San Mateo’s Shoreline Parks
SHORELINE PARKS, a two-mile stretch along the San Francisco Bay is interrupted by utility towers carrying power lines across the parks’ site and the mound of a capped landfill near the water. Yet this once desolate and often windy expanse of waterfront under the jurisdiction of the City of San Mateo was transformed in 2005 with parks that are part of the 450-mile continuous corridor around the San Francisco Bay and the San Pablo Bay to the north called the Bay Trail.
Endres Ware provided architecture and engineering services for the site, including the design of a bridge with a 105-foot span for pedestrians and light vehicles that leads to newly restored wetland areas.
The wood deck of the pedestrian bridge, which is cantilevered from a torsion pipe beam that spans between concrete piers, is set back from its support so that it gives the illusion that the bridge is floating above the natural landscape below. The sinuous railing provides areas for people to lean out over the creek without blocking the deck.
Along the trails through the park are a maintenance building, public restrooms, and picnic and shade shelters that Endres Ware also designed for Ryder Park. The structures contribute an open framework that allows visitors to pursue the activities of their choice from strolling, jogging and cycling to picnicking. The uniform palette of materials: Ipe wood, also called ironwood, decking, solid concrete bases, steel pipe, and the curvilinear forms shared by the structures promote a perception of the meandering park as a single entity.
References to nature are most obvious in the splayed forms of the two picnic shelters arcing away from each other that suggest wind-blown leaves.

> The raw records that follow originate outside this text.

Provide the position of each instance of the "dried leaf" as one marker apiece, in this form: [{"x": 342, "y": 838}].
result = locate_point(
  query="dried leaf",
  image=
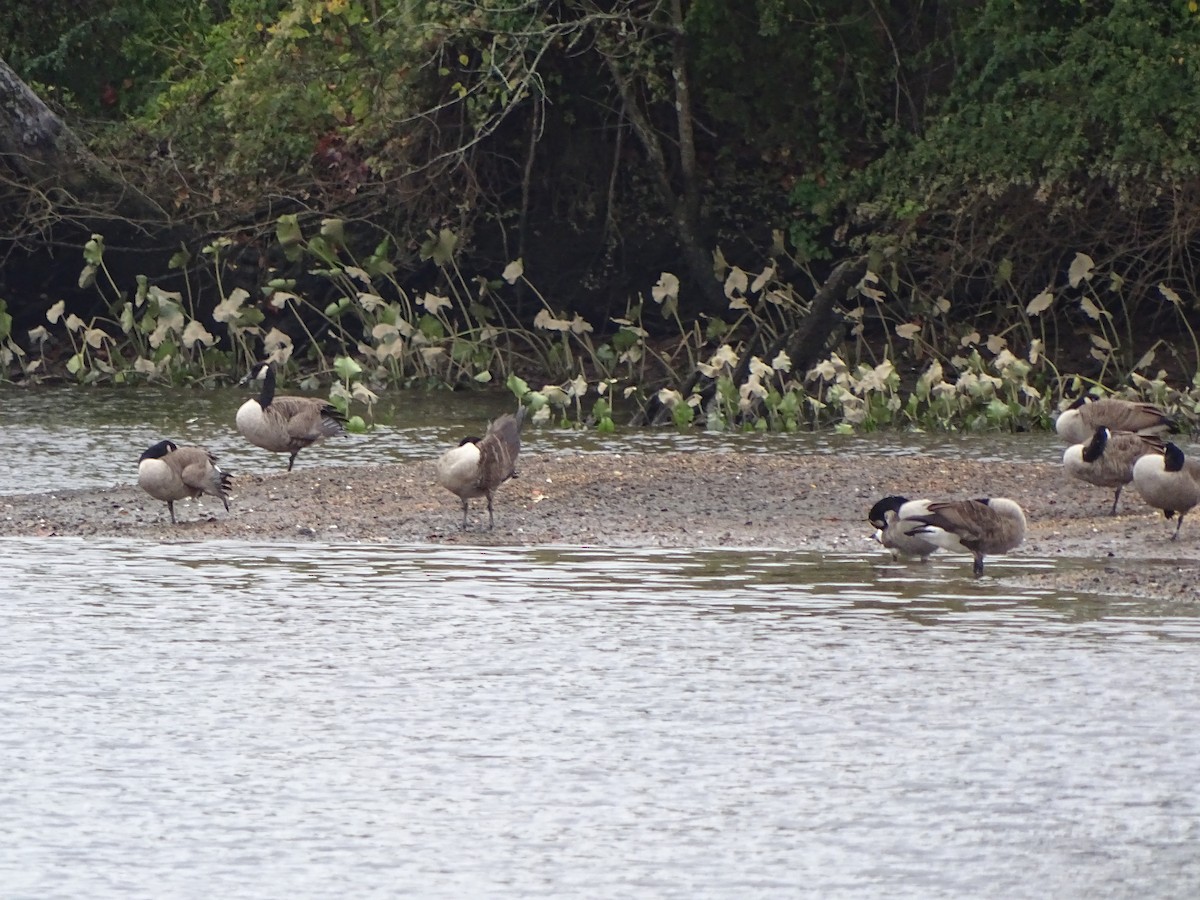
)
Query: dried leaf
[
  {"x": 1168, "y": 294},
  {"x": 513, "y": 271},
  {"x": 736, "y": 283},
  {"x": 1092, "y": 310},
  {"x": 1080, "y": 269}
]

Wood slats recalling leaf veins are bound together by upper and lower steel cables that run through them to form the central vein like that of a real leaf.
The shade structure, shown here in structural drawings and a photograph continue the palette of materials used in the picnic shelters and their skeletal form.
As shown in the photograph above, the 70-acre park projects a festive feeling appropriate to a waterside recreation area.